Five Ten Wall Master
The Wall Master is Five Ten's affordable shoe designed with a level of comfort and support that can appeal to both the expert and the beginner. An extra stiff midsole will satisfy the advanced climber seeking edging ability and all-day support on multipitches and crack climbs, as well as catering for beginners with weaker feet. A symmetric toe box and lower heel tension relaxes the shoe so there are no painful pressure points, and an unlined leather upper is not only the most breathable but the most comfortable and adaptable to your foot shape. Extra stiff and neutral in shape, this is a classic shoe for beginners and multipitch climbers alike.
Also, bear in mind that this upper will stretch up to a full size, so remember to size appropriately.
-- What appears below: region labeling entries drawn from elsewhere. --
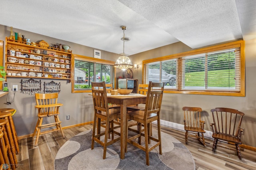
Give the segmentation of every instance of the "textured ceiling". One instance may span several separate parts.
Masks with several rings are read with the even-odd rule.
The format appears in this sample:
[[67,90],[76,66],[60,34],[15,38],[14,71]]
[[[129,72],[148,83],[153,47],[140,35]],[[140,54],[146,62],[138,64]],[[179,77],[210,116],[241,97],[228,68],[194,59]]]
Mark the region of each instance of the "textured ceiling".
[[[1,0],[0,24],[116,53],[256,38],[255,0]],[[71,49],[72,49],[72,47]]]

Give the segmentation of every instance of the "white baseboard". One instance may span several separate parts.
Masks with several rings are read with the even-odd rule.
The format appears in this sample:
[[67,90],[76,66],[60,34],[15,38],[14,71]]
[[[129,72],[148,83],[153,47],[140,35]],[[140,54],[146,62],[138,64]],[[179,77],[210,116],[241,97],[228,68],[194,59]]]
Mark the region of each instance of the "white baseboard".
[[[156,121],[154,121],[153,123],[157,123]],[[169,122],[168,121],[164,121],[164,120],[160,120],[160,125],[162,126],[164,126],[167,127],[169,127],[172,128],[174,128],[180,130],[185,131],[184,130],[184,125],[182,124],[179,124],[178,123],[174,123],[174,122]],[[205,130],[205,133],[204,134],[204,136],[206,138],[210,138],[213,139],[212,137],[212,132],[210,131]]]

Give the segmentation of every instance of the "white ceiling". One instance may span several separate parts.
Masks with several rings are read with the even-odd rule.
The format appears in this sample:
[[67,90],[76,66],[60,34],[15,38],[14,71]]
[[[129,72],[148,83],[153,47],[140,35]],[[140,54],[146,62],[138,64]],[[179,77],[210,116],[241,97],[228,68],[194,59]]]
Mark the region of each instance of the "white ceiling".
[[116,53],[126,26],[130,55],[256,38],[255,0],[1,0],[0,8],[0,24]]

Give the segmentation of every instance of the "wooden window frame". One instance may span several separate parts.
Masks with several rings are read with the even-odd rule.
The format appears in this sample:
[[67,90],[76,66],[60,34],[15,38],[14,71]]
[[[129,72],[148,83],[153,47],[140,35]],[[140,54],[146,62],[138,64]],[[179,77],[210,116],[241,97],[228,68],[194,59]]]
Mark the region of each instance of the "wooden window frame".
[[[75,84],[75,60],[78,59],[80,60],[86,61],[91,62],[92,63],[98,63],[99,64],[107,64],[109,65],[114,65],[115,63],[114,61],[108,61],[103,59],[98,59],[96,58],[92,58],[90,57],[87,57],[83,55],[79,55],[78,54],[72,54],[72,70],[71,74],[71,83],[72,86],[72,93],[90,93],[92,92],[92,89],[75,89],[74,84]],[[114,80],[115,79],[116,77],[116,69],[114,69],[114,77],[113,77]]]
[[[234,47],[240,47],[240,89],[239,91],[204,91],[198,90],[182,90],[181,88],[182,83],[182,74],[183,72],[182,69],[178,69],[178,72],[176,74],[176,84],[178,89],[165,89],[164,92],[170,93],[178,93],[178,94],[196,94],[196,95],[216,95],[222,96],[245,96],[245,59],[244,53],[244,41],[243,40],[239,40],[222,44],[217,45],[211,47],[197,49],[189,51],[184,52],[161,57],[154,59],[144,60],[142,61],[142,82],[144,81],[144,74],[145,72],[145,68],[146,64],[154,62],[159,61],[164,61],[176,58],[177,61],[182,60],[182,58],[186,56],[193,55],[199,54],[202,53],[209,53],[213,51],[218,51],[224,50],[226,49],[230,49]],[[182,68],[182,62],[179,62],[178,67]]]

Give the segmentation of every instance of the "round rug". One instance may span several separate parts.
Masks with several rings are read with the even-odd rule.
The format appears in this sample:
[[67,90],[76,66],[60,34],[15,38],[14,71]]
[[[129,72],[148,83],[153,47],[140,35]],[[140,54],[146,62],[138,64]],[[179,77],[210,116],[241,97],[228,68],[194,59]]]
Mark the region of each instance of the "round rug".
[[[153,130],[154,135],[156,131]],[[157,147],[150,152],[150,165],[146,164],[146,153],[130,144],[125,158],[120,159],[120,142],[108,147],[106,158],[103,159],[103,148],[94,143],[91,149],[92,130],[72,137],[59,150],[54,168],[60,170],[194,170],[194,159],[188,150],[180,142],[161,132],[162,154]],[[102,137],[102,138],[103,138]],[[103,138],[102,138],[103,139]],[[142,138],[142,141],[144,140]]]

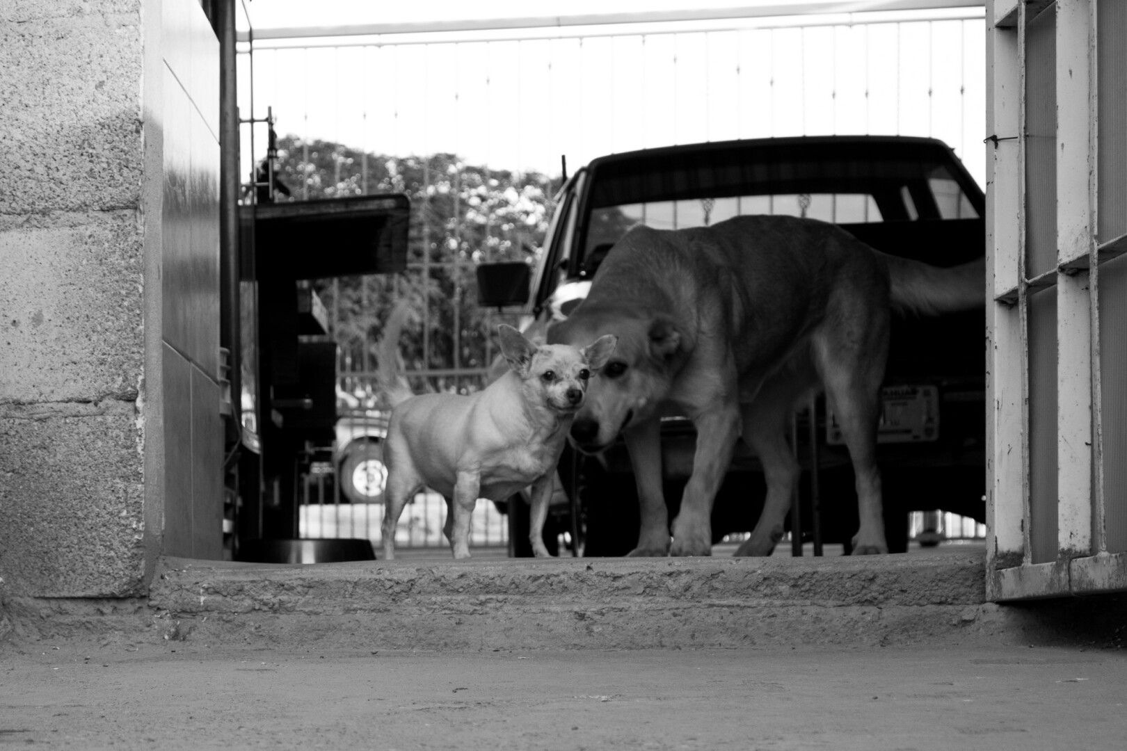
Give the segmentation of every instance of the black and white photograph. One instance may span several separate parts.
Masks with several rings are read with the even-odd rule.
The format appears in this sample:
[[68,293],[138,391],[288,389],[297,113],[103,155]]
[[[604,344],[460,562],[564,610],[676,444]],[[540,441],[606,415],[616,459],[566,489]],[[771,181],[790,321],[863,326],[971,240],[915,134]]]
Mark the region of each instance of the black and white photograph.
[[1124,748],[1125,39],[0,0],[0,745]]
Advanced climbers may seek a performance fit, whereas beginners may prefer a looser, more comfortable shoe.
Tech specs
Upper material | Leather |
Flex | Stiff |
Closure type | Velcro |
Color | Solar Gold |
Weight | 0.25 kg (Size 40 EU) |
Last | Low Asymmetry |
Sole material | Stealth C4 Rubber |
Sole thickness | 4.2mm |
Profile | Flat |
Lining | Unlined |
Features

Stealth® C4™ Rubber
A high-friction rubber used on the majority of Five Ten’s shoes due of its all-round performance and versatility. Five Ten first debuted this rubber on the original approach shoe, the Five Tennie, in 1985, and since then Stealth rubber has always been developed by Five Ten themselves in direct conjunction with their shoes, unlike other shoe manufacturers who outsource their rubber. The result is a rubber that works with your shoe harmoniously.
Tested it on (polished) rock and in the gym. Performed great in both cases, very sticky rubber and good edging.Very comfortable to. The stiffness of the sole and tip needs some getting used to but this was partly the reason to buy this shoe. I'm going to downsize half a size for my next pair. They seem very robust to.Good value for money.
I ordered this shoe in the same size as my Anasazi Lace Pink (thight fit) and HiAngle (very tight fit). It's been comfortable from day one, this will most likely become my shoe for multi pitch climbs. The midsole is quite stiff. The quality seems to be really good.
This shoe is indeed very stiff and rigid. The volume of this shoe is very low, so it takes a bit more time and effort (a bit of pain) to break it in. The stiff sole should be able to stand beginner's abuse, and the rubber is better and sticker than regular rental shoes.
The downside of the stiff sole was that it took away almost all the sensitivity. I had a Sportiva Tarantulace, which also had a stiff midsole, but Tarantulace was much more sensitive than this shoe. I do not recommend this shoe to intermediate climbers who try to stand on small foot holes, because your toes will not feel the small foot holes at all, which makes it hard to trust your feet.